Except for some slight potential and a few moments that are simply not as bad as the whole thing, this barely misses our lowest rating, but it came close... real close.


Extras include Digital HD Ultraviolet Copy for PC, PC portable and iTunes capable devices, while the Blu-ray adds Behind The Scenes/Deleted Scenes.



Being the only Blu-ray here, you would expect the 1080p 2.35 X 1 digital High Definition image transfer on Jungle to be the best performer here visually and it is, but by only so much as the color looks odd, the editing is lame and this is not a great or even good-looking presentation. Therefore, not that far behind and tying for second/last place are the anamorphically enhanced 1.85 X 1 image on Davis which looks a little too watered down versus what it should look like (and does in HD), the 1.33 X 1 black and white image on the Work and Error in the Classical Hollywood style (both deserving Blu-rays) and the upgraded from a new HD master (and also on Blu-ray) anamorphically enhanced 1.85 X 1 image on Tomboy outperforming all previous DVD editions.

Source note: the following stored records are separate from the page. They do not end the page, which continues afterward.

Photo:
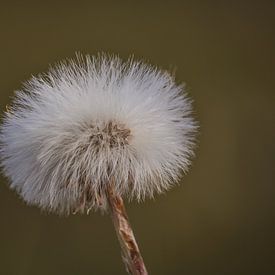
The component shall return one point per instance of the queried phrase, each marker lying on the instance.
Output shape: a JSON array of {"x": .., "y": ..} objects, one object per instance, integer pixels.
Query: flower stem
[{"x": 130, "y": 252}]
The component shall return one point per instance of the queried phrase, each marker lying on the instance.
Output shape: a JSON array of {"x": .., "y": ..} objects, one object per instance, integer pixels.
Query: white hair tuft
[{"x": 92, "y": 119}]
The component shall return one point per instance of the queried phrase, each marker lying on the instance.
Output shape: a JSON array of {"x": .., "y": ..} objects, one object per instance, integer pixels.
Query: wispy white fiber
[{"x": 91, "y": 121}]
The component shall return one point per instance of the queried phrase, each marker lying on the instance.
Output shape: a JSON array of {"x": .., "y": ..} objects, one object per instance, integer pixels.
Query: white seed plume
[{"x": 92, "y": 119}]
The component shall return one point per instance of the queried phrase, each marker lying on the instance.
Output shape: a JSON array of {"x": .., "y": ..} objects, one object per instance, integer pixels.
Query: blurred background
[{"x": 221, "y": 218}]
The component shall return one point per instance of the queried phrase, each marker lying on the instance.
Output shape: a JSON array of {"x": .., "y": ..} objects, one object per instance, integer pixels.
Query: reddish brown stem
[{"x": 130, "y": 251}]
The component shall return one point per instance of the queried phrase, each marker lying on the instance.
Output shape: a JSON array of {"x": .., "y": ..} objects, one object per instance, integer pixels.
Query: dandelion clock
[{"x": 95, "y": 130}]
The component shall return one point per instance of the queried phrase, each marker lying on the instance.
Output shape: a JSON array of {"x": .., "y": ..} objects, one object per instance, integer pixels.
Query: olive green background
[{"x": 221, "y": 218}]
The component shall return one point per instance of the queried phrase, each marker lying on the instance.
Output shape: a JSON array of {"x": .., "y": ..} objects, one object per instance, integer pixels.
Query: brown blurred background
[{"x": 221, "y": 218}]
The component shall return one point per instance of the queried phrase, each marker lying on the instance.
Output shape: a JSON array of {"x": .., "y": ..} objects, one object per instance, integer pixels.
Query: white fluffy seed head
[{"x": 91, "y": 120}]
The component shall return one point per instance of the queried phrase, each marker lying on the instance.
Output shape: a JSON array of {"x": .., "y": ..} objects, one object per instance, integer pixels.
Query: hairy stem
[{"x": 130, "y": 251}]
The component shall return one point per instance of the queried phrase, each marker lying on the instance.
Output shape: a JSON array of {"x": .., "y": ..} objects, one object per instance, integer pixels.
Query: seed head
[{"x": 70, "y": 131}]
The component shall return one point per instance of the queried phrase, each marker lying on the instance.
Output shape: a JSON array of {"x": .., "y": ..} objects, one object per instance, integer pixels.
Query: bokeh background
[{"x": 221, "y": 218}]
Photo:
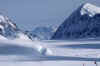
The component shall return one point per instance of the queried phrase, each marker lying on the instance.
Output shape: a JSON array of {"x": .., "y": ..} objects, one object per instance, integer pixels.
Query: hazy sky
[{"x": 28, "y": 14}]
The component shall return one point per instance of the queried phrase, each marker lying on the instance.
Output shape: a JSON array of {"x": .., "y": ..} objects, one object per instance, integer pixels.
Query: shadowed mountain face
[{"x": 82, "y": 23}]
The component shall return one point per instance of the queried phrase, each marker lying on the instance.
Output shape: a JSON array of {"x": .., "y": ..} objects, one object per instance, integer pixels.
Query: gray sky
[{"x": 28, "y": 14}]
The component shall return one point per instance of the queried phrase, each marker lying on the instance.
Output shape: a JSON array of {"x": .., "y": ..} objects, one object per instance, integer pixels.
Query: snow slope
[
  {"x": 65, "y": 53},
  {"x": 84, "y": 22}
]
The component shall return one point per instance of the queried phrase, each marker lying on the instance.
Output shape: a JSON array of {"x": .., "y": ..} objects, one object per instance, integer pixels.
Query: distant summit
[
  {"x": 9, "y": 30},
  {"x": 84, "y": 22}
]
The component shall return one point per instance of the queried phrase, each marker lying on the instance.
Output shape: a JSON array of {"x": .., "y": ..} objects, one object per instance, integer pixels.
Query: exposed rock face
[{"x": 82, "y": 23}]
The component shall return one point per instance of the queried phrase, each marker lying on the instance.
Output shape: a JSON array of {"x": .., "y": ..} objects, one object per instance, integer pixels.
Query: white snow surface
[
  {"x": 65, "y": 53},
  {"x": 90, "y": 9}
]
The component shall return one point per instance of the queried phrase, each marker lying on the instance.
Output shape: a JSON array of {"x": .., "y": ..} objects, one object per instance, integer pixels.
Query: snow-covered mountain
[
  {"x": 41, "y": 33},
  {"x": 9, "y": 30},
  {"x": 84, "y": 22}
]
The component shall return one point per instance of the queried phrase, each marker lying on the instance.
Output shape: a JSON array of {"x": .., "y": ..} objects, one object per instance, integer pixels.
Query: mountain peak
[{"x": 90, "y": 9}]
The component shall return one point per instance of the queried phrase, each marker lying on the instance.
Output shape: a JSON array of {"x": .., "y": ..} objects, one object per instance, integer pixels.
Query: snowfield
[{"x": 64, "y": 53}]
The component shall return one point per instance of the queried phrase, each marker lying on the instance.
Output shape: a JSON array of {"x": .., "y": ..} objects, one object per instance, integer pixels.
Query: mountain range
[{"x": 84, "y": 22}]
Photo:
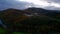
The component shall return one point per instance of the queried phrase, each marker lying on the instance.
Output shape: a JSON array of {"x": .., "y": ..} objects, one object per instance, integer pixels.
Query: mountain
[
  {"x": 36, "y": 18},
  {"x": 50, "y": 13}
]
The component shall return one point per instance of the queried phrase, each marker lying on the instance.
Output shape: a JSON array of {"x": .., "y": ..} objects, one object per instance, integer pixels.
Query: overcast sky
[{"x": 23, "y": 4}]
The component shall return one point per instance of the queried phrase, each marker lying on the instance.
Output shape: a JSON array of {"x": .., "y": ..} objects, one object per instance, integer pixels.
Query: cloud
[
  {"x": 4, "y": 4},
  {"x": 47, "y": 4}
]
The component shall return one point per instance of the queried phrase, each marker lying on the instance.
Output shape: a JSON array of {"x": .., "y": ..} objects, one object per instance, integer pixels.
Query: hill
[{"x": 30, "y": 20}]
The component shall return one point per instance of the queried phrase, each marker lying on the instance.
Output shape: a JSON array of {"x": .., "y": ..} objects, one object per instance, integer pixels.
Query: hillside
[{"x": 40, "y": 21}]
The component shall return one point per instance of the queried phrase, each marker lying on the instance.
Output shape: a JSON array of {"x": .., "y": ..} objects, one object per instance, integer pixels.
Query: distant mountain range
[{"x": 29, "y": 17}]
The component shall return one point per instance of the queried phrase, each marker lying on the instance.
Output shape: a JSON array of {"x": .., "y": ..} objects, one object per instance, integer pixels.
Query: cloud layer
[{"x": 46, "y": 4}]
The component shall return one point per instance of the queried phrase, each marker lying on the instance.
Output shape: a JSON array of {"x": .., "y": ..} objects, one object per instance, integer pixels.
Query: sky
[{"x": 23, "y": 4}]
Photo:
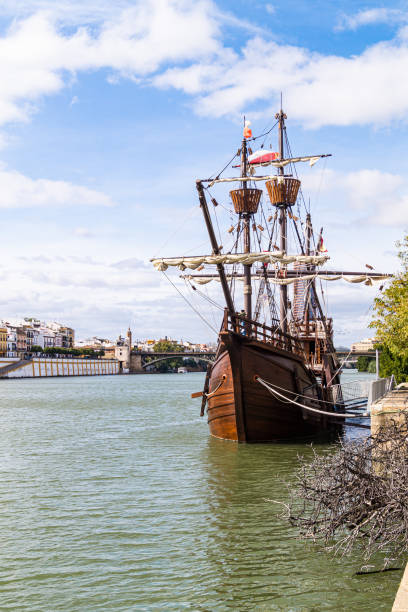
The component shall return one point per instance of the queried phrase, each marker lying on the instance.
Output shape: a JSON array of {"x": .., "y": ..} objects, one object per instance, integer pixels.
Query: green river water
[{"x": 114, "y": 497}]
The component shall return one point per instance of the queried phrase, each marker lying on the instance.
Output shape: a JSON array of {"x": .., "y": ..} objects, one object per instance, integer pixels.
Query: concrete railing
[{"x": 379, "y": 388}]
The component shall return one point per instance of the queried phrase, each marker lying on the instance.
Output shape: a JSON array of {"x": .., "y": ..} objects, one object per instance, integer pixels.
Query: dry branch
[{"x": 357, "y": 496}]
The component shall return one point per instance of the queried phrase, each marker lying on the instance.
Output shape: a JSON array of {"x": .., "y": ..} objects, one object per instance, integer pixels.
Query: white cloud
[
  {"x": 380, "y": 197},
  {"x": 318, "y": 90},
  {"x": 36, "y": 54},
  {"x": 371, "y": 17},
  {"x": 19, "y": 191},
  {"x": 83, "y": 232},
  {"x": 177, "y": 44}
]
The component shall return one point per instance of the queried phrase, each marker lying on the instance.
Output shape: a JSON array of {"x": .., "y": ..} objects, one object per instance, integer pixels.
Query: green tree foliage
[
  {"x": 165, "y": 346},
  {"x": 391, "y": 320},
  {"x": 362, "y": 363}
]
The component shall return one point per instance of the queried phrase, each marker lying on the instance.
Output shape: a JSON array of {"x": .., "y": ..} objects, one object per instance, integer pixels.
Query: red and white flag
[
  {"x": 321, "y": 248},
  {"x": 262, "y": 157}
]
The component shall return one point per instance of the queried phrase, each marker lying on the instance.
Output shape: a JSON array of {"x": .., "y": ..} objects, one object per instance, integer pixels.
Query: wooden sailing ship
[{"x": 278, "y": 379}]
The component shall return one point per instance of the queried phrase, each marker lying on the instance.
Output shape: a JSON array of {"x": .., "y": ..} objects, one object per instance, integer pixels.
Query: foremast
[
  {"x": 247, "y": 236},
  {"x": 283, "y": 305}
]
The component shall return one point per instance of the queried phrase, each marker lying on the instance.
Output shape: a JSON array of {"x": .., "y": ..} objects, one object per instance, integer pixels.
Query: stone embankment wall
[
  {"x": 393, "y": 405},
  {"x": 42, "y": 366}
]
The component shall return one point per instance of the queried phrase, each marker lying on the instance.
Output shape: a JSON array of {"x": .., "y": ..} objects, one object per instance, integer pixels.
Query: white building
[{"x": 363, "y": 346}]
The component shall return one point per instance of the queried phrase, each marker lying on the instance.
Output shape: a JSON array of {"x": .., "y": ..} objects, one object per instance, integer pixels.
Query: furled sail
[
  {"x": 362, "y": 278},
  {"x": 271, "y": 161},
  {"x": 237, "y": 258}
]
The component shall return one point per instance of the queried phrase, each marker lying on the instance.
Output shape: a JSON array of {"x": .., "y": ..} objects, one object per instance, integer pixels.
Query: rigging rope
[
  {"x": 191, "y": 306},
  {"x": 323, "y": 412}
]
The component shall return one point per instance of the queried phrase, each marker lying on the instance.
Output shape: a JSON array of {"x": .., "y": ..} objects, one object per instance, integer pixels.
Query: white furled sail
[
  {"x": 363, "y": 278},
  {"x": 237, "y": 258}
]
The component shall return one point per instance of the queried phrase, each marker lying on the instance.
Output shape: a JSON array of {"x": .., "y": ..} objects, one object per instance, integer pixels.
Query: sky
[{"x": 110, "y": 111}]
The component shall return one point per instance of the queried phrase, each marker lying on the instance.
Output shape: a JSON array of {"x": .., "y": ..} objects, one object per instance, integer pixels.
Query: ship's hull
[{"x": 241, "y": 409}]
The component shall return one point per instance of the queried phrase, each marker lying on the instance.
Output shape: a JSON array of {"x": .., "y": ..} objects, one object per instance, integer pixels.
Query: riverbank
[{"x": 40, "y": 367}]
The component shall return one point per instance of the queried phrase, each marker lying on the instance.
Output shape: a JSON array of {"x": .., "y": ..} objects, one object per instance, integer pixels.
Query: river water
[{"x": 114, "y": 497}]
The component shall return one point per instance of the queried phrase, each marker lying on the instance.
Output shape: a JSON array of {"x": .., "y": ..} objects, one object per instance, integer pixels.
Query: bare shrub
[{"x": 357, "y": 496}]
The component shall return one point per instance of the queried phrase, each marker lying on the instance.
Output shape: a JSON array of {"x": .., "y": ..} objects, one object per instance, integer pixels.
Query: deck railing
[{"x": 259, "y": 331}]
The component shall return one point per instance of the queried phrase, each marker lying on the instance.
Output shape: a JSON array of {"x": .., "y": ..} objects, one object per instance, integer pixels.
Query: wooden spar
[
  {"x": 293, "y": 274},
  {"x": 215, "y": 247},
  {"x": 247, "y": 238},
  {"x": 283, "y": 310}
]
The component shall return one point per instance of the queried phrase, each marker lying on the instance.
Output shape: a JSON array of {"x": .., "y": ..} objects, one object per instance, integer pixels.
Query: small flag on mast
[
  {"x": 321, "y": 248},
  {"x": 247, "y": 130}
]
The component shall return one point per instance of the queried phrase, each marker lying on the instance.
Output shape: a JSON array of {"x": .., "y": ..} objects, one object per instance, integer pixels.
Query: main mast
[
  {"x": 247, "y": 237},
  {"x": 283, "y": 309}
]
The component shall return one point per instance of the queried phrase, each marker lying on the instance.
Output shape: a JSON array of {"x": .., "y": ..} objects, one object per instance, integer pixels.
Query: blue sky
[{"x": 110, "y": 111}]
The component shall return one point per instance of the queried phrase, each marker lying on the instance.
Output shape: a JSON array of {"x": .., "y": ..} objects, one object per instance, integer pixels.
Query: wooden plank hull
[{"x": 239, "y": 408}]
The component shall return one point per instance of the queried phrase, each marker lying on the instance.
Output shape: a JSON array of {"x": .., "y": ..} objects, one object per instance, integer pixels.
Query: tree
[
  {"x": 391, "y": 320},
  {"x": 363, "y": 363},
  {"x": 165, "y": 346}
]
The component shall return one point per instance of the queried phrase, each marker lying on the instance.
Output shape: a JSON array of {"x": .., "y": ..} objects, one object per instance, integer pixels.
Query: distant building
[
  {"x": 363, "y": 346},
  {"x": 3, "y": 340}
]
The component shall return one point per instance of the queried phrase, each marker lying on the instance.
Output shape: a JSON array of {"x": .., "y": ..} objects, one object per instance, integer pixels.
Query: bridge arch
[{"x": 166, "y": 358}]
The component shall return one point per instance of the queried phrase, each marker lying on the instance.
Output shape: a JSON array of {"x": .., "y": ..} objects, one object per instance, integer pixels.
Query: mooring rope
[
  {"x": 208, "y": 395},
  {"x": 288, "y": 400}
]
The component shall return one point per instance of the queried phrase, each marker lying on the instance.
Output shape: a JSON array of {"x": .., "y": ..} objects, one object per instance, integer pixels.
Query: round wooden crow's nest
[
  {"x": 283, "y": 191},
  {"x": 246, "y": 200}
]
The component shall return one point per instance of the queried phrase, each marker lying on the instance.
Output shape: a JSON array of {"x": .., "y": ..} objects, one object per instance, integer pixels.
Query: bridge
[
  {"x": 139, "y": 361},
  {"x": 350, "y": 359}
]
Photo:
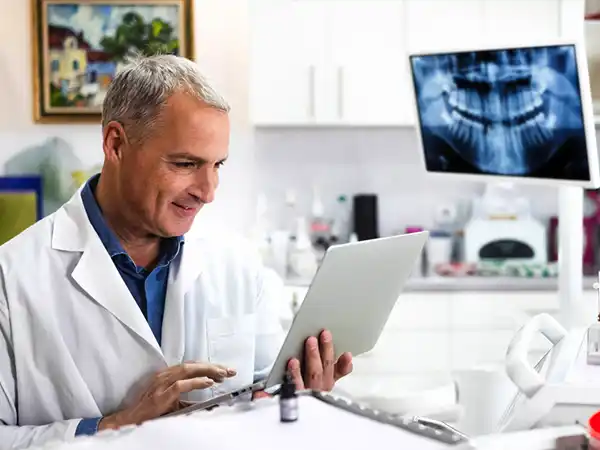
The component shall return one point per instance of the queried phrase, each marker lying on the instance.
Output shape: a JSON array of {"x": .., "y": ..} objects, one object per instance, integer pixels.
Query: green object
[{"x": 18, "y": 211}]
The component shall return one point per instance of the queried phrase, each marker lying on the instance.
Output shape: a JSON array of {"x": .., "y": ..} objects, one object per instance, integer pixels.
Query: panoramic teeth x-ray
[{"x": 512, "y": 112}]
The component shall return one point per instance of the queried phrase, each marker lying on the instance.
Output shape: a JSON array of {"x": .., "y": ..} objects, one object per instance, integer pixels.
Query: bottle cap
[
  {"x": 288, "y": 388},
  {"x": 594, "y": 425}
]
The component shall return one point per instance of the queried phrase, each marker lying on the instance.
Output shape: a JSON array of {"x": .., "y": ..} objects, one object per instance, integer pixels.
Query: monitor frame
[{"x": 586, "y": 106}]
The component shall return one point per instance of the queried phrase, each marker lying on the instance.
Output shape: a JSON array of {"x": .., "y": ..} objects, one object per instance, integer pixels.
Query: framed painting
[
  {"x": 79, "y": 46},
  {"x": 592, "y": 45}
]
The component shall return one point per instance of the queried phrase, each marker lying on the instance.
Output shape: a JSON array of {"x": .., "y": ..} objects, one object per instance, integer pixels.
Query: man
[{"x": 108, "y": 315}]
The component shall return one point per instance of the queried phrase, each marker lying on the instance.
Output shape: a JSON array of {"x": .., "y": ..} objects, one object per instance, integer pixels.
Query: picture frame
[{"x": 79, "y": 46}]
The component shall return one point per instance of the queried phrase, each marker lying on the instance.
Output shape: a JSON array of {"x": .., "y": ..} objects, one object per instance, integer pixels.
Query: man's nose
[{"x": 206, "y": 185}]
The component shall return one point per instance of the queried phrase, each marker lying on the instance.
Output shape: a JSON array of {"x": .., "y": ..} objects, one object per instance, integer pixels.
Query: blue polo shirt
[{"x": 148, "y": 287}]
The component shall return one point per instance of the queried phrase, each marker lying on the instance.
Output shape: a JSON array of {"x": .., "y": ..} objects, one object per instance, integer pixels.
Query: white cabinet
[
  {"x": 345, "y": 62},
  {"x": 286, "y": 51},
  {"x": 368, "y": 58},
  {"x": 435, "y": 24},
  {"x": 323, "y": 62},
  {"x": 509, "y": 22}
]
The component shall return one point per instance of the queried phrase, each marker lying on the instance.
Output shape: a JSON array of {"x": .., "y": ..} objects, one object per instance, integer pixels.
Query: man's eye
[{"x": 184, "y": 165}]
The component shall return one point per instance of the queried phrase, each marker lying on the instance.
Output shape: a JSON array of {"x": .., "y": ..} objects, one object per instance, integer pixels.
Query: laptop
[{"x": 351, "y": 295}]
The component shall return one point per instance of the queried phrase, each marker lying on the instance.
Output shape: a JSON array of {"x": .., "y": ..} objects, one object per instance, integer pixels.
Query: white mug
[{"x": 484, "y": 394}]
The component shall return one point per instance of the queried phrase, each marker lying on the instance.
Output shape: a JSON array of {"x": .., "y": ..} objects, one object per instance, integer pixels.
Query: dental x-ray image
[{"x": 510, "y": 112}]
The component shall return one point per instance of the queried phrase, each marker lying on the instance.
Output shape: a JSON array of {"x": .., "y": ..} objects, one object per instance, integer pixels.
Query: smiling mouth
[
  {"x": 185, "y": 208},
  {"x": 498, "y": 120}
]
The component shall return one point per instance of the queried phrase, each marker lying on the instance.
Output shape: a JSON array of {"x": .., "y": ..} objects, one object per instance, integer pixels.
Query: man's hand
[
  {"x": 320, "y": 371},
  {"x": 163, "y": 391}
]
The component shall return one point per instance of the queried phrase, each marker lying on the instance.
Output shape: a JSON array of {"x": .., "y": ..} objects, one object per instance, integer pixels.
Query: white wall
[
  {"x": 221, "y": 48},
  {"x": 339, "y": 160}
]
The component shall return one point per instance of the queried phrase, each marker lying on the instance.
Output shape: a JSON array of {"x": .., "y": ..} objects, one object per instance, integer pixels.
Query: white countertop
[{"x": 473, "y": 283}]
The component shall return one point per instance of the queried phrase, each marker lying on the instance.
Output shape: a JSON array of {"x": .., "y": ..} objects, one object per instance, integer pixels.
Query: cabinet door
[
  {"x": 368, "y": 61},
  {"x": 443, "y": 24},
  {"x": 513, "y": 21},
  {"x": 287, "y": 46}
]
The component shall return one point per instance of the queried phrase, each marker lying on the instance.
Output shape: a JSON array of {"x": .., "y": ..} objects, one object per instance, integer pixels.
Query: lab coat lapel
[
  {"x": 183, "y": 272},
  {"x": 95, "y": 272}
]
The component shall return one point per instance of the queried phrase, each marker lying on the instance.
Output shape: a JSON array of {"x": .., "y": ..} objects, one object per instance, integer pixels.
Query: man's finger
[
  {"x": 327, "y": 359},
  {"x": 296, "y": 373},
  {"x": 343, "y": 366},
  {"x": 179, "y": 387},
  {"x": 313, "y": 367},
  {"x": 194, "y": 370}
]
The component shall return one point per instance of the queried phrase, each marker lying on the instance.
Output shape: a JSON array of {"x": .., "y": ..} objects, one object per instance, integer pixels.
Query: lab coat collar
[{"x": 97, "y": 275}]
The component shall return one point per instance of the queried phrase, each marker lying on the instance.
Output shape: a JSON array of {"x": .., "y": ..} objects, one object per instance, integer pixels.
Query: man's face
[{"x": 167, "y": 179}]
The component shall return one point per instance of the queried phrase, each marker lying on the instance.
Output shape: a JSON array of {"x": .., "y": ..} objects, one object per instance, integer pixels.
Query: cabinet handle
[
  {"x": 311, "y": 92},
  {"x": 340, "y": 92}
]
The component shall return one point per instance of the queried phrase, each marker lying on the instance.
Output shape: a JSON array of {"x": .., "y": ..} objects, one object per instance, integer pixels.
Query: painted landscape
[{"x": 86, "y": 45}]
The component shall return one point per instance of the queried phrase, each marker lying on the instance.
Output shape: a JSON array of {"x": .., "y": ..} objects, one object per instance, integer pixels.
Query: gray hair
[{"x": 138, "y": 93}]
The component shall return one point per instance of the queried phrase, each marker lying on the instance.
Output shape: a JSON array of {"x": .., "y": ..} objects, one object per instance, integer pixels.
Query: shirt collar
[{"x": 169, "y": 247}]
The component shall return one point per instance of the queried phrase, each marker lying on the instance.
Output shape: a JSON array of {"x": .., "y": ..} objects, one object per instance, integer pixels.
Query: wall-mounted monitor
[{"x": 507, "y": 113}]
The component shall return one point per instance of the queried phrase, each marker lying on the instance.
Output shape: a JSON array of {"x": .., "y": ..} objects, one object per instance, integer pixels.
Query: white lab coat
[{"x": 74, "y": 343}]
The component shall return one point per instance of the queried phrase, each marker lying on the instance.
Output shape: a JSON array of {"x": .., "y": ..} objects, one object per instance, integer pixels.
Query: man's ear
[{"x": 114, "y": 140}]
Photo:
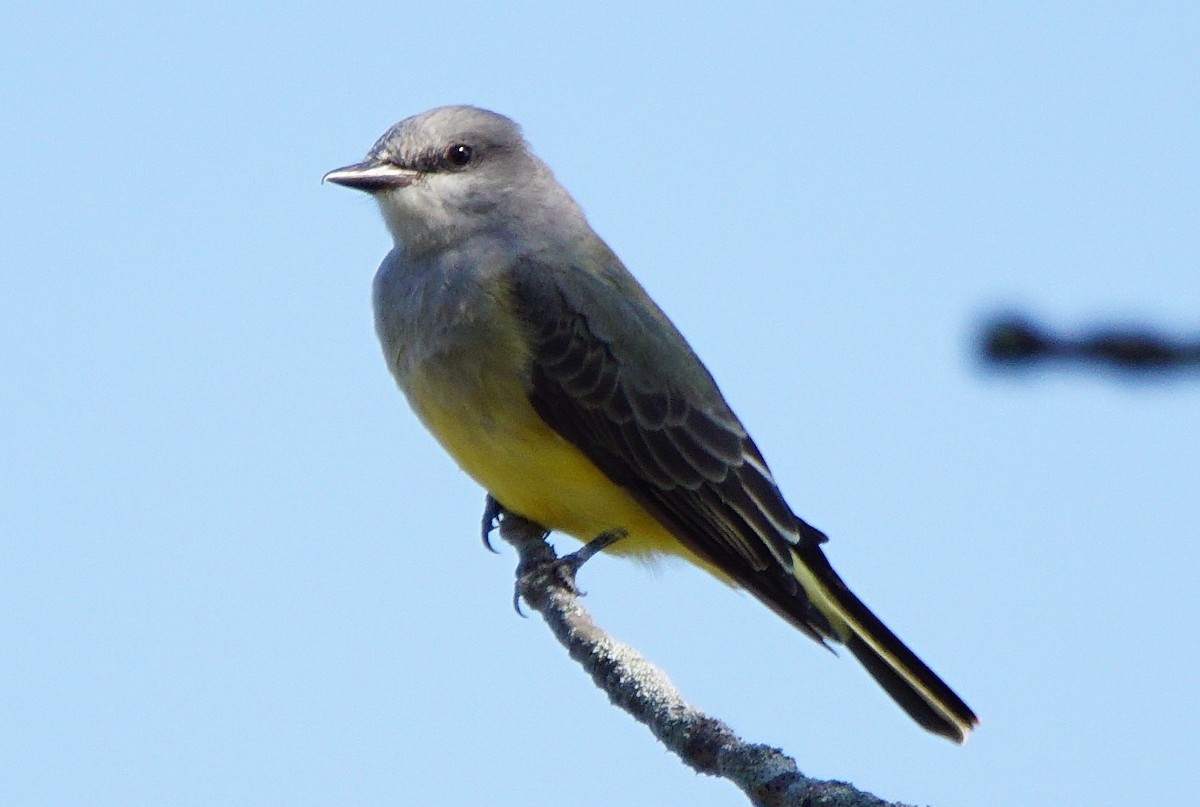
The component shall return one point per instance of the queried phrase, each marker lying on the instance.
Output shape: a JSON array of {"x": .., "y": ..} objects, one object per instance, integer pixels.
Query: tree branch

Sound is the same story with the DTS-HD MA (Master Audio) 5.1 lossless mix on Jungle sounding much better than it deserves to, but yet another winner from Universal Blu-ray. The lossy Dolby Digital 5.1 on Lewis should be richer and stronger, but not on this DVD, so only expect so much and it is a quiet film at times and therefore, the lossy Dolby Digital 2.0 Stereo on Tomboy and lossy Dolby Digital 2.0 Mono on Work and Error sounding as good as they are ever going to in the format can more than compete.